Le coordinateur de l’Onu tance les agences spécialisées à Haïti

Le coordinateur des Nations unies pour l’aide humanitaire, John Holmes, critique les défaillances en matière de ressources et de coordination des agences spécialisées de l’Onu et autres ONG travaillant à Haïti, dans un e-mail qui aurait dû rester confidentiel.

Le haut fonctionnaire international britannique a confirmé jeudi à Reuters l’authenticité de ce courriel, dont la teneur a été dévoilée par la revue Foreign Policy et qui est adressé aux principales agences humanitaires venant en aide aux survivants du séisme du 12 janvier.

Les opérations de secours des Nations unies après le séisme, qui a fait plus de 200.000 morts et un million de sans-abri, ont été entravées dans un premier temps par le fait que le chef de la mission humanitaire de l’Onu sur place et une centaine de membres de son personnel figuraient parmi les victimes.

Les choses se sont améliorées depuis mais, selon Holmes, il reste “des besoins humanitaires énormes non satisfaits”, notamment en matière d’abris et de sanitaires, alors que la saison des pluies approche, aggravant, selon lui, les risques d’émeutes.

“Je crains que nous n’ayons tout simplement pas encore injecté les ressources nécessaires dans certaines zones en termes de capacité de mise en oeuvre de programmes pratiques et de distribution”, écrit Holmes.

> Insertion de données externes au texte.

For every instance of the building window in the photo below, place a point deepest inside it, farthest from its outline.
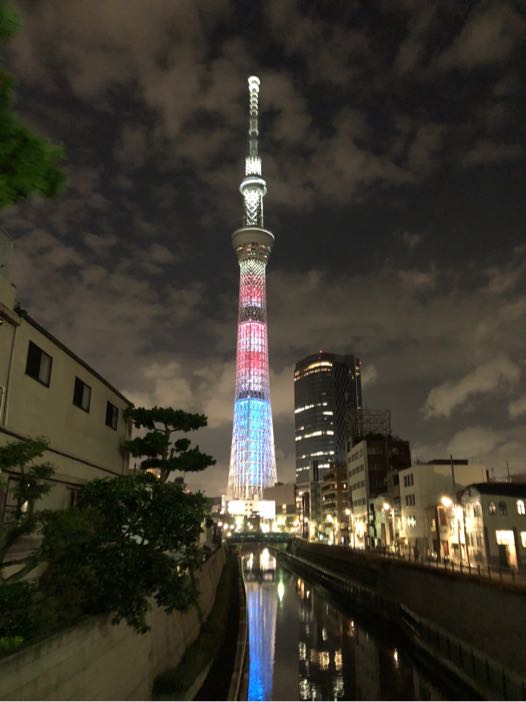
(82, 395)
(38, 364)
(112, 415)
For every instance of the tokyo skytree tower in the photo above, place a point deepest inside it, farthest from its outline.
(252, 459)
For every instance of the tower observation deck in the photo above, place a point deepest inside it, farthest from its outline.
(252, 458)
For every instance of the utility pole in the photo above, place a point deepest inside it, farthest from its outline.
(456, 507)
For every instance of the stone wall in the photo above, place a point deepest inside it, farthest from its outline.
(489, 617)
(97, 661)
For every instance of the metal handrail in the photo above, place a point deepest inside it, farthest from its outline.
(234, 690)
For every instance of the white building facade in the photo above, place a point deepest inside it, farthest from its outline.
(425, 490)
(46, 390)
(494, 516)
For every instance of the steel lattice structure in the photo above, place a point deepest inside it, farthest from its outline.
(252, 459)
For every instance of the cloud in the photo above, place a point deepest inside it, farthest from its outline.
(491, 152)
(517, 408)
(491, 376)
(492, 32)
(424, 151)
(418, 280)
(504, 279)
(496, 449)
(413, 48)
(473, 442)
(411, 240)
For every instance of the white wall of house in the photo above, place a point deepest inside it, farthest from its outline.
(421, 487)
(82, 445)
(358, 486)
(494, 519)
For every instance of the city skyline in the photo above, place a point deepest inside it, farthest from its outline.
(394, 142)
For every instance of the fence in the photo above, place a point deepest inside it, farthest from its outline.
(469, 664)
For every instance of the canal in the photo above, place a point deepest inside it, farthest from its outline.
(303, 646)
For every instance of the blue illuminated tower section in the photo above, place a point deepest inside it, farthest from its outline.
(252, 459)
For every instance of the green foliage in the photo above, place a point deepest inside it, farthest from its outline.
(34, 478)
(28, 164)
(161, 451)
(128, 539)
(22, 613)
(204, 650)
(33, 484)
(8, 644)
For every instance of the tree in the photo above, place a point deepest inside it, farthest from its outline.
(29, 488)
(28, 163)
(128, 539)
(158, 446)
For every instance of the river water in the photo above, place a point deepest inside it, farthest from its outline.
(304, 647)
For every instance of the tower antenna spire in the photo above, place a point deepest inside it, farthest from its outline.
(253, 188)
(252, 459)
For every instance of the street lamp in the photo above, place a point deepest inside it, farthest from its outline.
(330, 520)
(348, 515)
(390, 513)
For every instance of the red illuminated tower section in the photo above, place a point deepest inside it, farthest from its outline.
(252, 459)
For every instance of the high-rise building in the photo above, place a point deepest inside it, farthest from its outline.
(326, 387)
(372, 471)
(252, 459)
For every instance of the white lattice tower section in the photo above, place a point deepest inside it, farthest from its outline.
(252, 459)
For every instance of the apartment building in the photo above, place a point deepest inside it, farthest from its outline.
(47, 390)
(492, 520)
(426, 491)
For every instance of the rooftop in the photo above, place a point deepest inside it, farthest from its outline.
(22, 313)
(507, 489)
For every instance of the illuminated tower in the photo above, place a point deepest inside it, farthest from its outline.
(252, 459)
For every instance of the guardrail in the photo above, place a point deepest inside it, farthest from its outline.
(468, 569)
(235, 691)
(487, 677)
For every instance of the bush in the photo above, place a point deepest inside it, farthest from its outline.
(204, 650)
(23, 614)
(129, 539)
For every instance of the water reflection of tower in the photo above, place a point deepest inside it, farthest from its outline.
(258, 572)
(321, 654)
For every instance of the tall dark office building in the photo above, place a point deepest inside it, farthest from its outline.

“Je vous demande à tous de revoir radicalement ce que vous êtes capables de faire dans les zones clés et d’adopter une approche plus énergique en vue de répondre aux besoins”, poursuit-il dans ce courrier électronique adressé à ses “chers collègues”.

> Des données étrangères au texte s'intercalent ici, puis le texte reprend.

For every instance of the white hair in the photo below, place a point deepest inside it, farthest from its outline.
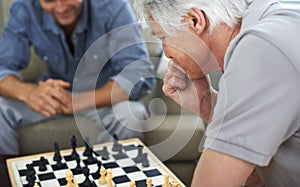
(170, 13)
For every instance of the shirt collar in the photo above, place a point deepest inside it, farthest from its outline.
(255, 12)
(49, 22)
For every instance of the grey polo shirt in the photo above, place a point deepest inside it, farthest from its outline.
(257, 115)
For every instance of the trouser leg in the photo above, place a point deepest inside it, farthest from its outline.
(12, 115)
(126, 119)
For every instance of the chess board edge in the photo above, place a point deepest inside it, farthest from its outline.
(10, 162)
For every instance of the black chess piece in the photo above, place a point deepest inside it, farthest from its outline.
(87, 182)
(57, 155)
(145, 161)
(42, 164)
(87, 146)
(74, 155)
(91, 159)
(30, 173)
(116, 146)
(104, 153)
(78, 168)
(97, 173)
(139, 157)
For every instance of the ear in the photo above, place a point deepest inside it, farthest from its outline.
(197, 21)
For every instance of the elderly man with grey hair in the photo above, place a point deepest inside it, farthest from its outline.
(253, 121)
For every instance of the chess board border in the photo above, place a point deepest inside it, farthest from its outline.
(97, 146)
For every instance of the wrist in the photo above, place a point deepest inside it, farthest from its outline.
(24, 95)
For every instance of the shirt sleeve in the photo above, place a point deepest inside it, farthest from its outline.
(257, 105)
(14, 43)
(132, 68)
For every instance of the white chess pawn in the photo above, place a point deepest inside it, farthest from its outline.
(166, 184)
(109, 178)
(174, 183)
(149, 182)
(102, 179)
(75, 183)
(132, 184)
(69, 178)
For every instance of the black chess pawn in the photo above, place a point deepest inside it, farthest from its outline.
(87, 182)
(104, 153)
(87, 146)
(97, 173)
(78, 168)
(116, 146)
(74, 155)
(91, 159)
(145, 161)
(42, 164)
(139, 157)
(57, 155)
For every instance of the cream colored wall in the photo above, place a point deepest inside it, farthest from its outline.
(4, 12)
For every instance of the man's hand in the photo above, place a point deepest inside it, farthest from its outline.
(49, 97)
(195, 95)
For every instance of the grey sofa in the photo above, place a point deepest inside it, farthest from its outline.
(173, 133)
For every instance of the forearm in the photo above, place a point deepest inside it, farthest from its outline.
(207, 104)
(14, 88)
(107, 95)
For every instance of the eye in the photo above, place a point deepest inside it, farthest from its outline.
(162, 38)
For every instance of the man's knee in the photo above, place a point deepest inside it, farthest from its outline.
(131, 110)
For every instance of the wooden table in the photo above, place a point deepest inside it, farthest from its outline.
(4, 178)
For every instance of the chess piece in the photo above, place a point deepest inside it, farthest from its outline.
(166, 184)
(42, 164)
(102, 179)
(132, 184)
(116, 146)
(104, 153)
(87, 146)
(174, 183)
(149, 182)
(78, 168)
(109, 178)
(145, 161)
(57, 155)
(75, 183)
(87, 182)
(74, 155)
(69, 178)
(139, 157)
(97, 173)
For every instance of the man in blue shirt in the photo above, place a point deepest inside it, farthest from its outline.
(61, 31)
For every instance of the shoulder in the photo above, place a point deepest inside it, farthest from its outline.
(111, 6)
(23, 9)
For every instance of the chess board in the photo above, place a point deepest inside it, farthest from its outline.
(125, 168)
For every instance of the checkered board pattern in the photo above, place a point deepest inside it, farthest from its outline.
(124, 169)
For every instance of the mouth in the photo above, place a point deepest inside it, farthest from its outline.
(64, 15)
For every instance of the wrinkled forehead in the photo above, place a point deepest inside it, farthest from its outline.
(155, 27)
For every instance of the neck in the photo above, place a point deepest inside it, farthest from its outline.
(221, 37)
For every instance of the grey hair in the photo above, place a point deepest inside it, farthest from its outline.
(170, 13)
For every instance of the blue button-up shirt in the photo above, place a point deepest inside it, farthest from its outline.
(29, 25)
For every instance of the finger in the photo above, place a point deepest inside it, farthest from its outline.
(177, 83)
(62, 96)
(175, 65)
(44, 107)
(58, 82)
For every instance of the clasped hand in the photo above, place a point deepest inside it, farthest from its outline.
(50, 97)
(195, 95)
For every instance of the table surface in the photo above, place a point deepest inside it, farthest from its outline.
(4, 178)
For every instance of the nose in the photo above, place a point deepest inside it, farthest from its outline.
(165, 48)
(60, 6)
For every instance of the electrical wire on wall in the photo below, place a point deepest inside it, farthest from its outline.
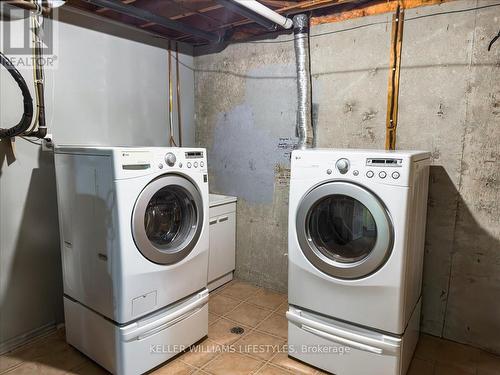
(27, 127)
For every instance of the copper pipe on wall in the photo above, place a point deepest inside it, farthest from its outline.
(27, 5)
(178, 76)
(171, 139)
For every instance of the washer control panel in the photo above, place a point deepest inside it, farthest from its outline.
(180, 159)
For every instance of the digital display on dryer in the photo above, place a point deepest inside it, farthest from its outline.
(194, 155)
(384, 162)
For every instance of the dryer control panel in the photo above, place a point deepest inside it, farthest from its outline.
(362, 166)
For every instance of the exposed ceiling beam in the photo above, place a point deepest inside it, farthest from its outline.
(148, 16)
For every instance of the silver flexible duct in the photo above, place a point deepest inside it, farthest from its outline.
(301, 42)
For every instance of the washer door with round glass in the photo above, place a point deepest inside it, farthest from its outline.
(167, 219)
(344, 230)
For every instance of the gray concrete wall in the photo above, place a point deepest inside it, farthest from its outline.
(107, 90)
(245, 114)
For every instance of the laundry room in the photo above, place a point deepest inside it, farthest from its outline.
(250, 187)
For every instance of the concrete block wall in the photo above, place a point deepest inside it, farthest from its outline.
(245, 100)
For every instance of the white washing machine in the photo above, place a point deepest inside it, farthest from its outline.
(134, 242)
(356, 241)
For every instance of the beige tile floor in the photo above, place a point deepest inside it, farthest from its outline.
(261, 313)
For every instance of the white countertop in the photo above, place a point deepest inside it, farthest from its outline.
(217, 199)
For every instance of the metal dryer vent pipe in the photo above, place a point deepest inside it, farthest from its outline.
(304, 118)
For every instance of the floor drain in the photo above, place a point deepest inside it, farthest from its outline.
(237, 330)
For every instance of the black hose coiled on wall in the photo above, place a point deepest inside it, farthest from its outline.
(25, 122)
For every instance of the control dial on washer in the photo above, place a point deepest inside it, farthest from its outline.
(342, 165)
(170, 159)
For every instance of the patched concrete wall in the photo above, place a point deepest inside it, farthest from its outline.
(449, 104)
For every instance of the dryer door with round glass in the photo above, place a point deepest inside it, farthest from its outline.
(167, 219)
(344, 230)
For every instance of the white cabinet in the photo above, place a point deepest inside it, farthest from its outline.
(222, 253)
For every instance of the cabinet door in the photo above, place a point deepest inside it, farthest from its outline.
(222, 245)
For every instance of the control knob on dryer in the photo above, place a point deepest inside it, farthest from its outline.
(342, 165)
(170, 159)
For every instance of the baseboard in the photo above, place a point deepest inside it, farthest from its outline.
(16, 342)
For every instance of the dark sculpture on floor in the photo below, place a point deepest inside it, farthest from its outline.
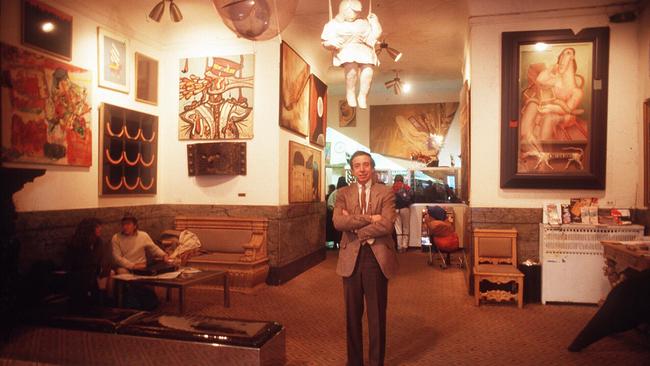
(626, 307)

John Holmes se réfère plus particulièrement au système des zones d’action prioritaires, utilisé pour la première fois après le tsunami de 2004 en Asie, avec une seule organisation chargée de chacune d’elle, généralement une agence de l’Onu.

Il en existe 12 de ce type à Haïti. Mais Holmes se dit déçu de l’insuffisante coordination des diverses organisations au sein de ces zones et juge insuffisants aussi les moyens mis à la disposition des responsables qui les coiffent.

“Plusieurs zones doivent encore dresser une liste concise des besoins, définir des plans cohérents pour y répondre et analyser les carences”. “Cela commence à se voir et en conduit d’autres à douter de notre capacité à agir.”

“Nous ne pouvons pas attendre la prochaine urgence pour en tirer les leçons. Il y a un besoin urgent de renforcer considérablement la capacité sur le terrain, d’améliorer la coordination, de dresser des plans stratégiques et de fournir de l’aide”, conclut-il.

L’ancien président américain Bill Clinton, représentant de l’Onu pour Haïti, et le secrétaire général des Nations unies doivent actualiser dans la journée leur évaluation du montant de l’aide nécessaire pour l’île, qui passerait de 575 millions à 1,4 milliard de dollars.